ŞİİR, AŞKLA BESLENEN BELÂ

“Deli gönül, abdal gönül” diyen âşıklarımız bu metaforla neleri ifade etmeye çalışıyorlardı, Anadolu halkı gönlünün esrikleşmesinden neleri kastediyordu?

Deli gönül şiirin ta kendisidir. Deli gönül; kuşların musikisi, ağustos böceklerinin delice serenadı, ozanların efkârı, yüreğimizin yası, aklımızın sınırsızlığı fakat elimizin güçsüzlüğü, evrende bir zerrecik olmamızın feryâdı, insanın anlam arayışı, ruh daralması, boşluk duygumuz, hiçliğimiz, delice tutkularımız; “Gam elinden benim zülfü siyahım.”

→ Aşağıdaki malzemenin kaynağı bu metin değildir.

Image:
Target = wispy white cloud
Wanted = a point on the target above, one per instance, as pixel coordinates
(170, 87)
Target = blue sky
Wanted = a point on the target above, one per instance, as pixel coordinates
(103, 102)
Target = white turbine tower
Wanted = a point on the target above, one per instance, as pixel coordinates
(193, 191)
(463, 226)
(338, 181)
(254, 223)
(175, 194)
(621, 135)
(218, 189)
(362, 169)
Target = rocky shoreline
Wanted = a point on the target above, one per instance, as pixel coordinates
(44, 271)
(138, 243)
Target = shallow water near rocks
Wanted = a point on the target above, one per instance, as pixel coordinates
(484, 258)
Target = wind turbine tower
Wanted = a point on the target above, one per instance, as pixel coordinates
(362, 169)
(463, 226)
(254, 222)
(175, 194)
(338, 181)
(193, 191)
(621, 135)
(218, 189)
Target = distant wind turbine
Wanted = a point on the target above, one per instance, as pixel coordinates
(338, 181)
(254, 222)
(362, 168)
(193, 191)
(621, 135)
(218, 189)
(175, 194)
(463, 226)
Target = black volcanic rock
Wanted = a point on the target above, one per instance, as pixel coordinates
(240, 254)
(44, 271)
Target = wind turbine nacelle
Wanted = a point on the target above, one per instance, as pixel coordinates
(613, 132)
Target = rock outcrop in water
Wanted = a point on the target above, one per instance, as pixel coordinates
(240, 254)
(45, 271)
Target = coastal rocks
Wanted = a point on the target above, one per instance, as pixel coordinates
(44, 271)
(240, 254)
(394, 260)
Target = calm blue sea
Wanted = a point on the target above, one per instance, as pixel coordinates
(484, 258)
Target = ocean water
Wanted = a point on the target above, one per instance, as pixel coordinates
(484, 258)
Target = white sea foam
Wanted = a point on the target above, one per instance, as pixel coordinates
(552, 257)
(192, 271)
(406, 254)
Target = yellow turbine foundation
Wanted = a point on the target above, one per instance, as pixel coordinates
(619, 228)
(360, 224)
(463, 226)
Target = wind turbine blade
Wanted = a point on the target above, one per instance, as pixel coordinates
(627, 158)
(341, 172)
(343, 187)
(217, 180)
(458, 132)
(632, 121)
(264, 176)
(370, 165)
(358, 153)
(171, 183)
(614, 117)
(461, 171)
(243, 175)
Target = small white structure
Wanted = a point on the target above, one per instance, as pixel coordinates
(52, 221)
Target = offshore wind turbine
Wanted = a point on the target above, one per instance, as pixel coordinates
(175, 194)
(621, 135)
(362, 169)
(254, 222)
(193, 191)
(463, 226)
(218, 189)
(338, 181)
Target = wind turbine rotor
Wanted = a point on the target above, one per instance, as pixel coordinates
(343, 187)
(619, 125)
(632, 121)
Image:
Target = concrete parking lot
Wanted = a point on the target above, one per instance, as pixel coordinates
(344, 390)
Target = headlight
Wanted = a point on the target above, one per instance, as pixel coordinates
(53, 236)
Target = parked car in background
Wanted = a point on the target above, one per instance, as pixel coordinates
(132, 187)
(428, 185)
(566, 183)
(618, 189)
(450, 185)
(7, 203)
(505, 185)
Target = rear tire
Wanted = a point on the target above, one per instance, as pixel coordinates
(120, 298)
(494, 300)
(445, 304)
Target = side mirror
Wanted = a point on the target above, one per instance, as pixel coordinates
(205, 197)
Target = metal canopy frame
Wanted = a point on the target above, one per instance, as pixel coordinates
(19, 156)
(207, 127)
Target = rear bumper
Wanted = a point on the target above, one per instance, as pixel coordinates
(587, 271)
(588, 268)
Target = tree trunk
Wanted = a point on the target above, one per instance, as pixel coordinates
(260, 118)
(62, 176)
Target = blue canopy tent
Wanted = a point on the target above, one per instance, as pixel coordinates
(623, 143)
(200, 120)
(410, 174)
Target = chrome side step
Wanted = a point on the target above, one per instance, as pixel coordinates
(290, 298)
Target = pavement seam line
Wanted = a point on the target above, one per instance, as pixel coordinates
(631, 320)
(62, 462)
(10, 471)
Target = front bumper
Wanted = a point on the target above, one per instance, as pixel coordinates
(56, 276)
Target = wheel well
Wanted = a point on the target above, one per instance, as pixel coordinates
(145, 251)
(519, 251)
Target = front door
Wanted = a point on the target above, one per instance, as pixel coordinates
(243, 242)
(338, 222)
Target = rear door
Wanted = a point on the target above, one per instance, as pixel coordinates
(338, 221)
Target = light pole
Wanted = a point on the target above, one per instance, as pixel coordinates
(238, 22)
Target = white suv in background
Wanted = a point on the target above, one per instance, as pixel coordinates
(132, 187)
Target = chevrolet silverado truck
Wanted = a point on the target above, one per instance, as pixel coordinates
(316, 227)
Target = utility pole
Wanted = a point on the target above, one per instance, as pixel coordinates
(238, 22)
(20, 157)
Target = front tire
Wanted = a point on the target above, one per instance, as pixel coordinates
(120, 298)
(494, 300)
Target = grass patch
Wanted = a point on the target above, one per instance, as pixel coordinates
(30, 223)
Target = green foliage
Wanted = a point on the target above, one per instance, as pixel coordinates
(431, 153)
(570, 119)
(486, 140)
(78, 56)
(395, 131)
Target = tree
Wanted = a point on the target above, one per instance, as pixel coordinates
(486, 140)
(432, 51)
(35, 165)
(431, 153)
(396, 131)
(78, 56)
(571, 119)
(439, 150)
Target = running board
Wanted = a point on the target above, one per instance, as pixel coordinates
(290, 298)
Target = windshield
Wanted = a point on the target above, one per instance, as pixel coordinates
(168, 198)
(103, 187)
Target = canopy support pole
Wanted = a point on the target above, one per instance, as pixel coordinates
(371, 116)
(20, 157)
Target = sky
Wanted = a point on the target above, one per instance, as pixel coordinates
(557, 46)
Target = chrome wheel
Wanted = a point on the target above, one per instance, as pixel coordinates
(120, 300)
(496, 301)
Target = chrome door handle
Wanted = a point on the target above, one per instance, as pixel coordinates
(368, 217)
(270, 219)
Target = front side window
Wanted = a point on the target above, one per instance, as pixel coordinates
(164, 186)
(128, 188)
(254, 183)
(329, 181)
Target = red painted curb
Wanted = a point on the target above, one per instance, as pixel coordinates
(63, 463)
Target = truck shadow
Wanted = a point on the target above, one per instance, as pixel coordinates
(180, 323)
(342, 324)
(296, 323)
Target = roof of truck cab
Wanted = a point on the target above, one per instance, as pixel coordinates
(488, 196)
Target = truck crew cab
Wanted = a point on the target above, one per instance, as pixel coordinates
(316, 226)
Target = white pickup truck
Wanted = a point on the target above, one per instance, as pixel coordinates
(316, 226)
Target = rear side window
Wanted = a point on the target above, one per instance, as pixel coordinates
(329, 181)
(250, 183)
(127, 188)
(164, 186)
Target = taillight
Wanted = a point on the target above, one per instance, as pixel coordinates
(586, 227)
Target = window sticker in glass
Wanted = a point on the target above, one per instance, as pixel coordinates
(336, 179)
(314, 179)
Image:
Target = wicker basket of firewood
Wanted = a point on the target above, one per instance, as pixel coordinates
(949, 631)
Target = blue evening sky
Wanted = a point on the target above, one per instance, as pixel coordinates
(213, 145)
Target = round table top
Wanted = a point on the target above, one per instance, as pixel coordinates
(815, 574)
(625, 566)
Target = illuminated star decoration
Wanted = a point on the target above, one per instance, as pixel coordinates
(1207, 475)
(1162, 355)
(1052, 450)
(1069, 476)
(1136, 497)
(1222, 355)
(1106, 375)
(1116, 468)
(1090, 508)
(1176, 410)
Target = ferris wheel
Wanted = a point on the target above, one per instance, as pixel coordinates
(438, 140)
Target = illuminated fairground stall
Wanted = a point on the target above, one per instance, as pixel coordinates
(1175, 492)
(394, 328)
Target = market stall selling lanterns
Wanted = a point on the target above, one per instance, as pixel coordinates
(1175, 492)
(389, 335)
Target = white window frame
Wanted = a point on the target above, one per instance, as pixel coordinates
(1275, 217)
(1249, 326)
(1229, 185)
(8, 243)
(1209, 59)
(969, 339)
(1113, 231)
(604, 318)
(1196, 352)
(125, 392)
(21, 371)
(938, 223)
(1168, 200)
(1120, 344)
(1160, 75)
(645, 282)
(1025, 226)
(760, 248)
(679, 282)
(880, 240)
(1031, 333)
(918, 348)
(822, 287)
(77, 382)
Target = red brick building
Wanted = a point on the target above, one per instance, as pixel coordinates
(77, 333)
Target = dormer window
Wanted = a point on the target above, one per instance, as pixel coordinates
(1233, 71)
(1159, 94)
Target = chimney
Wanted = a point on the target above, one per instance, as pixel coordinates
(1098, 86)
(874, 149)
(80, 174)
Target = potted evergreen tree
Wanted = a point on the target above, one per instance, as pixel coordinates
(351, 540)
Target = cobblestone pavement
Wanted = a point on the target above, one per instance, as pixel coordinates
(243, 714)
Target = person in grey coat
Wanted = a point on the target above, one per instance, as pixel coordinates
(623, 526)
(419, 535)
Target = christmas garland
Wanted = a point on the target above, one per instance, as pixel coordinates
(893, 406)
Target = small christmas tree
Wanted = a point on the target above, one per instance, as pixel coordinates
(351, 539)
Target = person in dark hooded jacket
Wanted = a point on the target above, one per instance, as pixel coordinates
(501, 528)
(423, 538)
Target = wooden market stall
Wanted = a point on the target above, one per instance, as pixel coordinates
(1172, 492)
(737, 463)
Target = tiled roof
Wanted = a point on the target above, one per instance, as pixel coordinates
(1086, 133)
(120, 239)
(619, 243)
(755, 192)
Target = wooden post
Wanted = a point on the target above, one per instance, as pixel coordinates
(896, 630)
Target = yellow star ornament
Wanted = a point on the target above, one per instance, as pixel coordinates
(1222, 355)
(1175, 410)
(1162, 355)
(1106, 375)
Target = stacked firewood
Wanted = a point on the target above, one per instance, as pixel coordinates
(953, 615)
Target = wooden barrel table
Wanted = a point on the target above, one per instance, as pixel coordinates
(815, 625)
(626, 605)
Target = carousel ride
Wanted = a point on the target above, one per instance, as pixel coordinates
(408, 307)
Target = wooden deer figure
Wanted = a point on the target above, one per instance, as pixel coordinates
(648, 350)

Şiir aşktır, buna itiraz eden kimse yoktur sanırım. Ve aşk tanrıdır, tanrı ise aşktan başka bir şey olamaz. O halde şiir, tanrısal bir sözdür ve şiir olmadan insan var olamaz. Şiir insan olabilmenin lüksü değil, zorunluluğudur. İnsanlığı şiirden ve aşktan uzaklaştırmak için adeta misyonerler gibi çalışan kişileri ve güçleri hepiniz biliyorsunuz. Şiir onların belâsı ve cehennemidir.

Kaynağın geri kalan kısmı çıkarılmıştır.